One such important lesson that I got from my father, a much more widely travelled man than myself, is that when you visit a new place, your first impressions of it often fade as you become more used to wherever it is that you find yourself. It is therefore a good thing to do to write down those first impressions to preserve them, unless those initial feelings may soon disappear under the blanket of familiarity.


He saw me off at Heathrow when I first left for Japan and those words rang in my ears. Upon arrival, with everything around me shiny, alien and new, I noted all that I saw, observed or became curious by.


These first impressions became 'Deep Ends', the article below. It was also the first time that I ever received a payment for any of my writings, which was a most pleasant experience even though it amounted to roughly £15 (not a great sum by any stretch).


The article appeared in a publication called 'Tokyo Notice Board', a mostly classified ads rag that would pretty much publish anything written in English about Tokyo and Japan (
we all have to start somewhere!). I also had the additional pleasure of seeing something I'd written, again for the first time, translated into another language.

Rereading it, in the place that I currently call home and have pretty solidly settled into now, I realise that some of these first impressions have become my firm and standard lines about how I feel about this place. It's funny now though to compare how I felt about the place at first with how natural it feels now!


Just goes to show...wherever you lay your hat, after a while that's your home...



Deep Ends

Deep ends...

At the grand old age of 32 and with barely a trace of preparation or idea what on earth I’m doing or going to do here, I’ve gone and thrown myself into Tokyo. England had become stale for me. So, for want of something else to do, I dropped myself into the last major urban conurbation in the Northern Hemisphere – before the vast sprawl of the Pacific gets under way and the International Date Line starts the loop of time on the planet all over again on another day.

There is rather a ‘last great city on earth’ feeling about it. The creation of this place makes for quite some achievement in the annals of human endeavour. In true volcanic style, Tokyo seems to have started as an ominous urban swelling that then burst forth, throwing up buildings that dwarf even the imagination and truly scrape the sky, with neon and lighting that sear the retinas as one flits past, and such a hugely vast sprawl of people which defy the scale of exposures to previous big cities. It feels like one could spend a number of lifetimes just wandering the myriad of Tokyo main drags, side streets and back alleys, just staring at stuff as the new sights and sounds fill up the mind as a barman would a beer glass.

Whilst not quite the melting pot of a London or a New York – foreigners very definitely stand out here, and for a boy raised on the multiculturalist traditions of the West’s urban hotspots, it feels surprisingly homogeneic for a city of so many people – Tokyo nevertheless makes up for it in different ways, including with its sheer scale of numbers. It should be acknowledged that this is most definitely not somewhere one should choose if opting for a quiet life.

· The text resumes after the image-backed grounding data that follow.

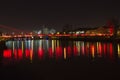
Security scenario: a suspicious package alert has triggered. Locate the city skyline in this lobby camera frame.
[0,0,120,30]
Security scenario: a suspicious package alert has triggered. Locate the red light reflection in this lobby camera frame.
[67,46,72,57]
[3,49,12,58]
[73,46,78,56]
[49,48,53,58]
[25,49,30,58]
[56,46,62,59]
[38,48,44,59]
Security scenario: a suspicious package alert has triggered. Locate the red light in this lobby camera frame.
[38,48,44,59]
[3,50,12,58]
[103,43,107,56]
[49,48,53,58]
[56,47,62,59]
[25,49,30,58]
[73,46,78,56]
[98,43,102,56]
[67,46,72,57]
[18,49,22,59]
[110,43,113,58]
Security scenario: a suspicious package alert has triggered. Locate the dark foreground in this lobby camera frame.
[0,57,120,80]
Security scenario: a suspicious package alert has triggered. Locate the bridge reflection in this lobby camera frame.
[3,40,120,62]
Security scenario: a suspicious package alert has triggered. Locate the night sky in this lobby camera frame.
[0,0,120,30]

So, why am I here? How come I’ve found myself in this place, of all the places in the world that I could have chosen, when the language can’t even be guessed at? Why, when I was starting to feel a little of the wearying of the years in my bones, come to somewhere that waking up and leaving the house can have the impact of staring into the nozzle end of a garden hose and getting someone to turn the tap on when you are likely to be least expecting it?

I suppose that if you are going to set yourself a challenge, it might as well be one that is going to stretch you. After all, what point progress if baby steps are only ever taken over giant steps? Armstrong’s fears could have kept him in the capsule. It is far better a story to tell to say ‘Hey, sure I moonwalked!’ than ‘Damn, I got there and then bottled it’. And sometimes you just have to tell yourself that you’ve always managed to float or even swim before when out of your depth, so why not this time?